Oxygenation and ventilation of Southern CA marine basins through the Holocene: evidence from benthic microfossil assemblages and foraminiferal oxygen and carbon stable isotope records
Oxygenation and ventilation of Southern CA marine basins through the Holocene: evidence from benthic microfossil assemblages and foraminiferal oxygen and carbon stable isotope records
Abstract:
Silled basins provide a natural laboratory in which we can constrain timing and implications of changes to intermediate water ventilation. Benthic foraminifera and microfossil metazoan assemblages can be utilized both as proxies for past change, using known environmental associations, including oxygen affinity, as well as examined ecologically in conjunction with geochemical environmental reconstructions. Investigation of intermediate water ventilation through the Holocene is critical to providing baselines for modern change and for understanding scales of variability within the recent past. This study provides a needed comparison to the well-studied Santa Barbara Basin to better quantify changes in intermediate water through the Holocene. Here, we quantify benthic foraminiferal and metazoan assemblages in three sediment cores, EW9504-05PC (San Clemente Basin, 1818 m water depth), EW9504-08PC (San Nicolas Basin, 1442 m water depth), and EW9504-09PC (Tanner Basin, 1194 m water depth) and generate a new, higher resolution stable carbon and oxygen isotope record from planktonic foraminifera Globigerina bulloides and benthic foraminifera Cibicides mckannai. Age models for all cores are radiocarbon based and include 2 age dates per core in the Holocene.
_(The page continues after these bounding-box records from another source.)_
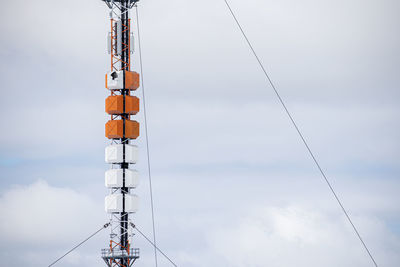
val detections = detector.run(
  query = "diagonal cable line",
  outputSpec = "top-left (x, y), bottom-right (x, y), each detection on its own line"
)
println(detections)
top-left (224, 0), bottom-right (378, 267)
top-left (135, 5), bottom-right (158, 267)
top-left (131, 223), bottom-right (178, 267)
top-left (48, 223), bottom-right (110, 267)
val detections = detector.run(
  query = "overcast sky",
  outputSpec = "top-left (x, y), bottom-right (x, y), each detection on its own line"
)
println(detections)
top-left (0, 0), bottom-right (400, 267)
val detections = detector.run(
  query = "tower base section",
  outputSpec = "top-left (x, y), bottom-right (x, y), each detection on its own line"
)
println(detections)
top-left (101, 248), bottom-right (139, 267)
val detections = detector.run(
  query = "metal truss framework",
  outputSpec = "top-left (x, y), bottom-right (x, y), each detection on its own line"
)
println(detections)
top-left (101, 0), bottom-right (139, 267)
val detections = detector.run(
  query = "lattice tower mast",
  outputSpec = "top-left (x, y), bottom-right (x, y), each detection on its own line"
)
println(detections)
top-left (102, 0), bottom-right (140, 267)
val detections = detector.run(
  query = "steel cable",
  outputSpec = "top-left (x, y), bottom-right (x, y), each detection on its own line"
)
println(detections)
top-left (131, 223), bottom-right (178, 267)
top-left (135, 5), bottom-right (158, 267)
top-left (224, 0), bottom-right (378, 267)
top-left (48, 223), bottom-right (110, 267)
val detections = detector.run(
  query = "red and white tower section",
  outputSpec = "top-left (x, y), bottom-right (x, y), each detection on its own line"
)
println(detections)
top-left (102, 0), bottom-right (140, 267)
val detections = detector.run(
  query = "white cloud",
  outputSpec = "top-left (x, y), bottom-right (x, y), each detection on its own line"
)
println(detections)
top-left (209, 206), bottom-right (400, 267)
top-left (0, 181), bottom-right (104, 247)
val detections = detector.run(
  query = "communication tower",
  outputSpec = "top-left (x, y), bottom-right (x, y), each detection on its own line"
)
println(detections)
top-left (102, 0), bottom-right (140, 267)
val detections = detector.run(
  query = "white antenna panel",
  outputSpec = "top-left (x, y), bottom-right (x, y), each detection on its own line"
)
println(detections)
top-left (104, 194), bottom-right (139, 213)
top-left (105, 144), bottom-right (139, 164)
top-left (105, 169), bottom-right (139, 188)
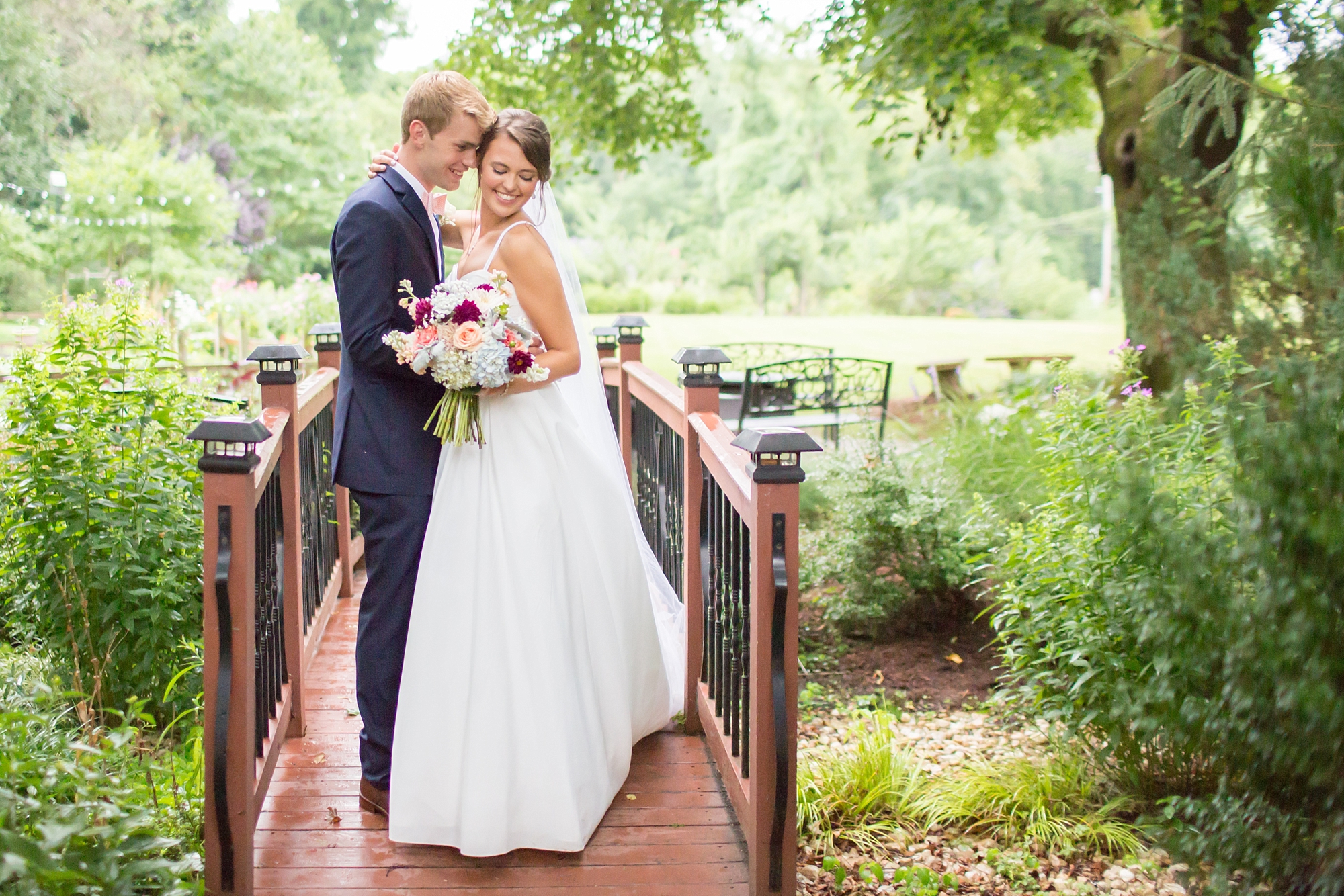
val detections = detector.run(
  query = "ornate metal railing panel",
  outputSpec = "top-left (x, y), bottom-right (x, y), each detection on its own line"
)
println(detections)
top-left (298, 404), bottom-right (336, 633)
top-left (630, 399), bottom-right (685, 598)
top-left (603, 386), bottom-right (621, 434)
top-left (253, 473), bottom-right (289, 756)
top-left (700, 463), bottom-right (751, 778)
top-left (714, 343), bottom-right (835, 371)
top-left (742, 357), bottom-right (891, 416)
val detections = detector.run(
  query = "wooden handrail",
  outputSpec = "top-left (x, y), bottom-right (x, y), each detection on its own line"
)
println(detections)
top-left (203, 347), bottom-right (362, 896)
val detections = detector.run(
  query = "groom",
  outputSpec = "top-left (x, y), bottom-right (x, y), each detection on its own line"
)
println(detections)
top-left (332, 71), bottom-right (495, 815)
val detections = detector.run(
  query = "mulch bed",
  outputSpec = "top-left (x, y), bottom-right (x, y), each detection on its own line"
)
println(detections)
top-left (798, 595), bottom-right (1000, 709)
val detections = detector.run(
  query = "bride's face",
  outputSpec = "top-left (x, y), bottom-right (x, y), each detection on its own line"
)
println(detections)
top-left (480, 134), bottom-right (540, 218)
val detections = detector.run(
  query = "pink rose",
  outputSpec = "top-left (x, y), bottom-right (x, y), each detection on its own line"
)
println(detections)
top-left (453, 321), bottom-right (485, 352)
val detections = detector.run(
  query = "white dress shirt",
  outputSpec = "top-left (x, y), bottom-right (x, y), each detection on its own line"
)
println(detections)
top-left (392, 163), bottom-right (444, 281)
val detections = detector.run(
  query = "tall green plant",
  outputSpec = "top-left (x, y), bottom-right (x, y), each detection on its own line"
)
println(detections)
top-left (804, 450), bottom-right (970, 637)
top-left (0, 281), bottom-right (203, 720)
top-left (993, 343), bottom-right (1344, 896)
top-left (0, 646), bottom-right (202, 896)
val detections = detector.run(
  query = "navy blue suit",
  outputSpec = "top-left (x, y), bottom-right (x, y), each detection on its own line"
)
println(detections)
top-left (332, 169), bottom-right (444, 787)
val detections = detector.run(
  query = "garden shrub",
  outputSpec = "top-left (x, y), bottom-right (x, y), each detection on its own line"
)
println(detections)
top-left (993, 343), bottom-right (1344, 896)
top-left (0, 647), bottom-right (202, 896)
top-left (0, 281), bottom-right (206, 721)
top-left (925, 377), bottom-right (1054, 521)
top-left (798, 709), bottom-right (929, 852)
top-left (583, 283), bottom-right (653, 314)
top-left (802, 447), bottom-right (973, 638)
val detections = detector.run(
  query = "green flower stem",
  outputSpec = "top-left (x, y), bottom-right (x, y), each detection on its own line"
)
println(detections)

Preliminary analysis of individual C. mckannai from coretop sediments show consistent oxygen and carbon isotope values between individuals, verifying their utility as records of benthic environment through time. Oxygen isotope analysis of G. bulloides from core EW 9504-09PC (Tanner Basin, 1194 m) shows stable sea surface conditions from 4.5 to 1.5 ky (δ18O = -.015 - 0.41 ‰) and a transition to colder/saltier sea surface from 1.5 - 1 ky (δ18O = 0.95 - 1.3 ‰). Relative abundance of two benthic foraminiferal taxa Bolivina spissa (low-oxygen associated) and Quinqueloculina sp. (high oxygen associated) is stable through time (10ka-0) in the core from San Nicolas Basin while highly variable during the same time period at Tanner Basin. This may indicate that Tanner Basin (1194m) experiences greater temporal variability in oxygenation than San Nicolas Basin (1442 m).